The Molinaris’ lawyers told the arbitration panel that “awards from similar cases show repeated, habitual misconduct of UBS” while settlements “indicate UBS’ disregard for federal securities laws and can be used by arbitrators to infer culpability,” according to a summary in the award decision. They also told the three-person all-public arbitration panel that its decision could be vacated on appeal for denying claimants the “opportunity to present these relevant documents.”
In what may be a Solomonic decision, the arbitrators granted UBS’s motion to exclude settlement agreements with regulatory bodies from their consideration but allowed previously entered evidence of Finra arbitration awards that were relevant into evidence, according to the decision.
The allowance was restricted to consideration, without further argument, of four or five previous awards against UBS that the Molinaris had submitted as attachments to the initial complaint filed in June 2016, said Wes Holston, a lawyer at Bressler Amery Ross in Ft. Lauderdale, Florida, who represented UBS.
“Claimants’ counsel are just trying to pollute the water [in submitting prior decisions] and for the most part are losing” those attempts, he said.
Lloyd Schwed, a lawyer in Palm Beach Gardens, Florida, who represented the Molinaris, did not immediately respond to a request for comment.
The arbitrators in the case did not have to make a decision since the UBS broker-dealers and the Molinaris reached a settlement on July 24, after two days of evidentiary hearing before the arbitrators, according to the award document. Holston said he could not disclose the settlement amount but said it was less than 5% of the $16 million-plus award sought by the complainants.

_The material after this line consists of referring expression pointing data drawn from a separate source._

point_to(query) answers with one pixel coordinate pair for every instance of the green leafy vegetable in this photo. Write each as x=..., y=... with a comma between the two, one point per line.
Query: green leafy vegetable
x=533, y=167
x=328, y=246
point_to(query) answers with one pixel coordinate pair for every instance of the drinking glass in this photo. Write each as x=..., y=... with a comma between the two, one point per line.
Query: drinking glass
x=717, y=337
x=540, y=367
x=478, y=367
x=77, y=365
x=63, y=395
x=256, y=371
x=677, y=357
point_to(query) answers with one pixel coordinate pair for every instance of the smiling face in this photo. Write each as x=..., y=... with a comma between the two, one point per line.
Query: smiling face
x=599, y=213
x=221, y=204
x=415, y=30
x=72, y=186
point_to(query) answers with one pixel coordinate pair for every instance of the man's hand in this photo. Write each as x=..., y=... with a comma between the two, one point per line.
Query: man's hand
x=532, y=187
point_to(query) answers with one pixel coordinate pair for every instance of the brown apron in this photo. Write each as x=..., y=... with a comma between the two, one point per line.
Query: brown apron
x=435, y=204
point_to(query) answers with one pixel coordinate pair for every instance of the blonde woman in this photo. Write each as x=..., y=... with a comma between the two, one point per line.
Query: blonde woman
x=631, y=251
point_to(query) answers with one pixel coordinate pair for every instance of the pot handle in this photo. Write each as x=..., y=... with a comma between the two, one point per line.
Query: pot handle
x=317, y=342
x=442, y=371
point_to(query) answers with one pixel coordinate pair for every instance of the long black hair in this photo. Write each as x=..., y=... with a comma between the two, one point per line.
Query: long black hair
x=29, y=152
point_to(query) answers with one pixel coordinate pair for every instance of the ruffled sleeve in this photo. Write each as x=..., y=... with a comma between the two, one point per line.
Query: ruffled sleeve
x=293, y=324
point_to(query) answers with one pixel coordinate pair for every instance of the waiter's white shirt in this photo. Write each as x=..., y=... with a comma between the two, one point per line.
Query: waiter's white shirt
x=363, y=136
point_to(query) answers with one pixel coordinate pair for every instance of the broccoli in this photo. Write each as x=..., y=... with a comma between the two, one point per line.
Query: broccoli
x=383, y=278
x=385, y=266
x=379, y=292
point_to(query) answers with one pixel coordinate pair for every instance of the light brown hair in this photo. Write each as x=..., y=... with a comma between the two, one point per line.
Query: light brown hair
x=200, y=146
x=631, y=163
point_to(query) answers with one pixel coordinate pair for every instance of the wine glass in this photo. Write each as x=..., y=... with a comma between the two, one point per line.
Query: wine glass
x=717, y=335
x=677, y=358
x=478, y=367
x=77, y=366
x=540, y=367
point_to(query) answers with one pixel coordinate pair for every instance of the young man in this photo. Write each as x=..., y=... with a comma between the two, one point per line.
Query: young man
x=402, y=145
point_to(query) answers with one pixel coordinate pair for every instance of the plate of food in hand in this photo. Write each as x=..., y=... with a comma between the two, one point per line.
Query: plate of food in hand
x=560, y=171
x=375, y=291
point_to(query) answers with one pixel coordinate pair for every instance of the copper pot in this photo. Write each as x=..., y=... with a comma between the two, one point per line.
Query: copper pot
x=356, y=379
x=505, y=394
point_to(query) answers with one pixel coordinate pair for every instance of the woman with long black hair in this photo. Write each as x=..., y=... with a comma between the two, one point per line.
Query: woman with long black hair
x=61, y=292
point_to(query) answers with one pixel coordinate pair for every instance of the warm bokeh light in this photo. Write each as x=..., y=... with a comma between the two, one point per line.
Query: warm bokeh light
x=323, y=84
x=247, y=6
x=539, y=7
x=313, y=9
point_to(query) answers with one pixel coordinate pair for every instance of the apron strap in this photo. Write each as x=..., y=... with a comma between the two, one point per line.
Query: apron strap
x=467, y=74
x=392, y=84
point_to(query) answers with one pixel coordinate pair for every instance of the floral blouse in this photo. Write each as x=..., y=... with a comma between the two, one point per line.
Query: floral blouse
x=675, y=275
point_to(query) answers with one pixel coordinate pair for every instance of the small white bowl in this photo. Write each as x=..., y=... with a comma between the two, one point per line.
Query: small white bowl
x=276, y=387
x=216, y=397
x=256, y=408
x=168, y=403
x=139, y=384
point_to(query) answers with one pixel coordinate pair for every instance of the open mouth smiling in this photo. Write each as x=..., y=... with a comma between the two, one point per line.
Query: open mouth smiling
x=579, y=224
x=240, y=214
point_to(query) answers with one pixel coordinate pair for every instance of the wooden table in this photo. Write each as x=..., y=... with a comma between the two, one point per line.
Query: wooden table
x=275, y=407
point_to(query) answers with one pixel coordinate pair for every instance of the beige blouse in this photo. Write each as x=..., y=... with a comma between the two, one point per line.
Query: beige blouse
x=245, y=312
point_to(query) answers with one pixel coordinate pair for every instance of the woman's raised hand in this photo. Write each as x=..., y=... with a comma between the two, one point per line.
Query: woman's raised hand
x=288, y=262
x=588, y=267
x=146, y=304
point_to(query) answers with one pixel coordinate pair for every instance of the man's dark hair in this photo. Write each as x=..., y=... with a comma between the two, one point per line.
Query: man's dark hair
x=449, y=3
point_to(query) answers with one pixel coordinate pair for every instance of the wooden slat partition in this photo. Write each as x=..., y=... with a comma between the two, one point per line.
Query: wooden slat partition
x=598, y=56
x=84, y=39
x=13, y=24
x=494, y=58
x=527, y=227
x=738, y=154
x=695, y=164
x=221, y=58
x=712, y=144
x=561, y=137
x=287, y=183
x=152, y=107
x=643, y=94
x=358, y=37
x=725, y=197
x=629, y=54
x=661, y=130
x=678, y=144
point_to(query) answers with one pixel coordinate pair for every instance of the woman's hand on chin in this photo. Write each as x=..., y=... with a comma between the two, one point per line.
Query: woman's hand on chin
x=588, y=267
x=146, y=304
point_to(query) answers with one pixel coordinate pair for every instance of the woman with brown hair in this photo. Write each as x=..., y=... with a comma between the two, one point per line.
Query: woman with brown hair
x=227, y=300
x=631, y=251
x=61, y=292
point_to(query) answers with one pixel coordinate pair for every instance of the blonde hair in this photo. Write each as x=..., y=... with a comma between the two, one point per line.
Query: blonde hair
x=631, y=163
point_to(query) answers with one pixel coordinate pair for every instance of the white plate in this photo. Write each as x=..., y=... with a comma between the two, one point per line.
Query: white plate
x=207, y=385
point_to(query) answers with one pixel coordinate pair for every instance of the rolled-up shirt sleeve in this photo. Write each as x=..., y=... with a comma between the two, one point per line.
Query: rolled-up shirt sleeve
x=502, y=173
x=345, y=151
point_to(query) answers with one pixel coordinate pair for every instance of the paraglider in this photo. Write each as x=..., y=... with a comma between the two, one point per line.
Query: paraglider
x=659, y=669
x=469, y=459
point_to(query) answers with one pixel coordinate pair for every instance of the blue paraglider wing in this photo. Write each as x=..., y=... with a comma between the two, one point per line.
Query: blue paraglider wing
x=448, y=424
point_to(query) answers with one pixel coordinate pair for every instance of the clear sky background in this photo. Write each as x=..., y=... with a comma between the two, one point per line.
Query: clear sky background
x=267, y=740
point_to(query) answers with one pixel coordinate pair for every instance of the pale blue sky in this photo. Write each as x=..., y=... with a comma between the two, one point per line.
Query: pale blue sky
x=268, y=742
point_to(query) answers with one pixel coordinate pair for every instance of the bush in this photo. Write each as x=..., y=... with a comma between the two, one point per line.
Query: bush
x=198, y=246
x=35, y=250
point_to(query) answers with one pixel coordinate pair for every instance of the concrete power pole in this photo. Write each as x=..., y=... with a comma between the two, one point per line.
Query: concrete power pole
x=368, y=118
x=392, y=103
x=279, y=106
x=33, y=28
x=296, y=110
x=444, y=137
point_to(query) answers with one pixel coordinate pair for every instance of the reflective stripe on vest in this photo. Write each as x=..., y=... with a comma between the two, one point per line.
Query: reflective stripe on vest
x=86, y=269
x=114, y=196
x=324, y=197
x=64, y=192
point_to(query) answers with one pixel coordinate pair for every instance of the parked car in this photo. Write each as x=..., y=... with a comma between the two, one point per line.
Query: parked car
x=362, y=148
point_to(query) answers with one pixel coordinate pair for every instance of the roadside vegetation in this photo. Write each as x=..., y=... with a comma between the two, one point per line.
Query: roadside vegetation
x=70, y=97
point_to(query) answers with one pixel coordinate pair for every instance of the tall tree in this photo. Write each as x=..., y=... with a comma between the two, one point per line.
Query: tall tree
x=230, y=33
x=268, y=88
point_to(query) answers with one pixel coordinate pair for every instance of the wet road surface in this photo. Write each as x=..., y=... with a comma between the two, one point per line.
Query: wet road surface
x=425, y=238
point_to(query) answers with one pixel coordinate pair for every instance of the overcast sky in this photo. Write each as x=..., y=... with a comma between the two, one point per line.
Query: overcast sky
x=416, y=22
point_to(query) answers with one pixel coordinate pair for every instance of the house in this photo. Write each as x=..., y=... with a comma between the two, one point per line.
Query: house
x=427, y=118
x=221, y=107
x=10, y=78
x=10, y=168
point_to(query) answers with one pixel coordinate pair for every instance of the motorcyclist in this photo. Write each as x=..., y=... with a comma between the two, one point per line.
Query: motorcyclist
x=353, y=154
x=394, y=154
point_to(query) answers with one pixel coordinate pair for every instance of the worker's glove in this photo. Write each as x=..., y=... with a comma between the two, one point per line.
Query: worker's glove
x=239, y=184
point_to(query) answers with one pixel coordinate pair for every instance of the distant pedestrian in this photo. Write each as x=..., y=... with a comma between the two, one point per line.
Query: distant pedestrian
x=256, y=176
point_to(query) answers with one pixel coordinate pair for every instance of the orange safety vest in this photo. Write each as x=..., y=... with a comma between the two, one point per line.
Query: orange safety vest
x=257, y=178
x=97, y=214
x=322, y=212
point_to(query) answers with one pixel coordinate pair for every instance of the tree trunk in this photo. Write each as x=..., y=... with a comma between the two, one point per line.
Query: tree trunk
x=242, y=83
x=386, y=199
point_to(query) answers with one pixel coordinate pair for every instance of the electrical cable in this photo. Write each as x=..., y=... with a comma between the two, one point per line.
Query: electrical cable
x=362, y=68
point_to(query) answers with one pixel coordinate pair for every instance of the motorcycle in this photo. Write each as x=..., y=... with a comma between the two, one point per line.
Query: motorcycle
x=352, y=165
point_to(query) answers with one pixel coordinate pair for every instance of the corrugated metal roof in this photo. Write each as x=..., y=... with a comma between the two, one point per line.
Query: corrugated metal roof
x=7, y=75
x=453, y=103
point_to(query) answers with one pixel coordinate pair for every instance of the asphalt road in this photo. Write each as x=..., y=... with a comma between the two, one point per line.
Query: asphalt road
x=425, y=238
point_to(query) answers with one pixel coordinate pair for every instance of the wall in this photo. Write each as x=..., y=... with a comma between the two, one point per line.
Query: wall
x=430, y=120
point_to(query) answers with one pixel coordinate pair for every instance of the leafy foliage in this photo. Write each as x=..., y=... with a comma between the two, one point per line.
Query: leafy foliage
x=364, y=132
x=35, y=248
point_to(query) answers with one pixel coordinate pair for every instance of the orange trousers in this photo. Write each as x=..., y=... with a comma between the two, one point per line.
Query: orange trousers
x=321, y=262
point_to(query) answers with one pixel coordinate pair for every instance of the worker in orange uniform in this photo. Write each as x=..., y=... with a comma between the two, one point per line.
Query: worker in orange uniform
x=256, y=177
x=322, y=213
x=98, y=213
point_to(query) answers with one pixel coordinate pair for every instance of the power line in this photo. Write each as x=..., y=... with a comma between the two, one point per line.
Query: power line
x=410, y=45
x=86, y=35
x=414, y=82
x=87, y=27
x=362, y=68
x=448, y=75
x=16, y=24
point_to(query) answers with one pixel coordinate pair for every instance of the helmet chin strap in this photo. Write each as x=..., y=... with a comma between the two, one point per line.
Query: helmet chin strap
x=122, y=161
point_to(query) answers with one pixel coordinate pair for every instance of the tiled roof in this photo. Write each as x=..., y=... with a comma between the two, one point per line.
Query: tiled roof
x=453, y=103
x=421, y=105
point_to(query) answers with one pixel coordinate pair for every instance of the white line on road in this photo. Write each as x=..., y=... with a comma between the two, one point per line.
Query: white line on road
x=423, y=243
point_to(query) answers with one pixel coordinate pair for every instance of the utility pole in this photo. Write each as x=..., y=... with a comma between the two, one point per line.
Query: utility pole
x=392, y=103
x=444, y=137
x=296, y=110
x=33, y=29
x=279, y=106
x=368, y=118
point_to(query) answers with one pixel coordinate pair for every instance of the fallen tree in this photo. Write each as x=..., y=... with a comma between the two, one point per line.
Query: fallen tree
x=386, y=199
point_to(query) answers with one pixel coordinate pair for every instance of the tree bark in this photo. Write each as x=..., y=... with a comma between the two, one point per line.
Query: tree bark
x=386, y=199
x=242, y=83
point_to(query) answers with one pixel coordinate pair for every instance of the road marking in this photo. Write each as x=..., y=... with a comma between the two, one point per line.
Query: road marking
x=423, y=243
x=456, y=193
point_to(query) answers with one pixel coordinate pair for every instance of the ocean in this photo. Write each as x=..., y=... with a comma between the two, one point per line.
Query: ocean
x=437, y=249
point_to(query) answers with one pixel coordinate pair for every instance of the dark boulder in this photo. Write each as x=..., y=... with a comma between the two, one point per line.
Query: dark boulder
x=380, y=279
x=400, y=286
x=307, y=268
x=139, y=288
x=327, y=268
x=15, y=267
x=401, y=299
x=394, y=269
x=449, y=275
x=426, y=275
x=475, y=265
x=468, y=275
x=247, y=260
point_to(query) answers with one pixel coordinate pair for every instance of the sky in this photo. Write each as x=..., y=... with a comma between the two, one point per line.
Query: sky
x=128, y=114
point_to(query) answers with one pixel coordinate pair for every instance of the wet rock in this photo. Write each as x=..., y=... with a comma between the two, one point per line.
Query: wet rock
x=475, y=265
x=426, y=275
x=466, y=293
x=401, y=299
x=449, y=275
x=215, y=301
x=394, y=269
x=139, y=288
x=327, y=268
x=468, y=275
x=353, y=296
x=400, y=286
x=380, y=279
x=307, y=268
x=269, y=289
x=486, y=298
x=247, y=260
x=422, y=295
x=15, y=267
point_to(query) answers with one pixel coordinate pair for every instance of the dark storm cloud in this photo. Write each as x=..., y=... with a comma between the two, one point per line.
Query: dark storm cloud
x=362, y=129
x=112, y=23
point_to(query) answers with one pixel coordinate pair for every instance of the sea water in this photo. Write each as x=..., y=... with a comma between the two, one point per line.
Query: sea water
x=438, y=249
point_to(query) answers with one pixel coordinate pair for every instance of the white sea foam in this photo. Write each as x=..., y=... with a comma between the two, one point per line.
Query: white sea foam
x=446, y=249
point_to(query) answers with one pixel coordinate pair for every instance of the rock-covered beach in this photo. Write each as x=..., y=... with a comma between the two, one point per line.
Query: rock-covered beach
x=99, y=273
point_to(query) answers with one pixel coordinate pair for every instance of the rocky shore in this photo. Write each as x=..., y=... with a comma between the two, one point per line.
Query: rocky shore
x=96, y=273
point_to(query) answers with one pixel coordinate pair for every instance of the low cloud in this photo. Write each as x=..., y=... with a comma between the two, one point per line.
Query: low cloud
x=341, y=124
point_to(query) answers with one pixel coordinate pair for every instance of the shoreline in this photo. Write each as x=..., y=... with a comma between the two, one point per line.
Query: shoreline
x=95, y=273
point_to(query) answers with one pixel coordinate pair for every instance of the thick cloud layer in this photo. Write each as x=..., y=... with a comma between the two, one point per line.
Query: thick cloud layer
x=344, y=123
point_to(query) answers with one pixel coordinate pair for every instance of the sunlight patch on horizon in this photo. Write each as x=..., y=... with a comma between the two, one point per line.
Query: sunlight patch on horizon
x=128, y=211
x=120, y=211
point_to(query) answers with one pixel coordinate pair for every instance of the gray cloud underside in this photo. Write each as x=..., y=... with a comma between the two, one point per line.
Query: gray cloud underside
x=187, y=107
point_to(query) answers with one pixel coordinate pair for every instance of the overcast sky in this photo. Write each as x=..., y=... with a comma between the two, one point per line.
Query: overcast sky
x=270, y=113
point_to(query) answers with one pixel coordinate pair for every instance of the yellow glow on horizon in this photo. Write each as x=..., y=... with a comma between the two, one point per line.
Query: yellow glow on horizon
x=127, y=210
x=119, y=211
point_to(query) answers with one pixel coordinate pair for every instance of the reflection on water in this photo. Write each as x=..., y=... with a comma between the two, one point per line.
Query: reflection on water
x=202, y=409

The arbitrators did agree to UBS’s request to expunge the relevant Molinari complaints from the regulatory record of its San Juan-based registered representatives Ramon J. Almonte and Ricardo Eboli.
Neither were named as parties in the arbitration litigation, but in a sign of the wave of litigation spurred by the plunge in value of bonds issued by the now-bankrupt territory of Puerto Rico, Almonte has 147 customer complaints on , while Eboli has of customer disputes. Most were made in both cases in the past two years.
“Almonte was staff support, with no direct involvement with Claimants,” the arbitrators explained in their decision. “The registered person was not involved in the alleged investment-related sales practice violation, forgery, theft, misappropriation, or conversion of funds.”
Eboli, for his part, “gave expert advice to Claimants and repeatedly recommended that Claimants diversify their portfolio, which Claimants chose not to do, contributing to the portfolio’s weakness as the bonds declined,” the arbitrators wrote in their award summary. “Additionally, Claimants’ portfolio and its positive performance reflected that the securities were suitable.”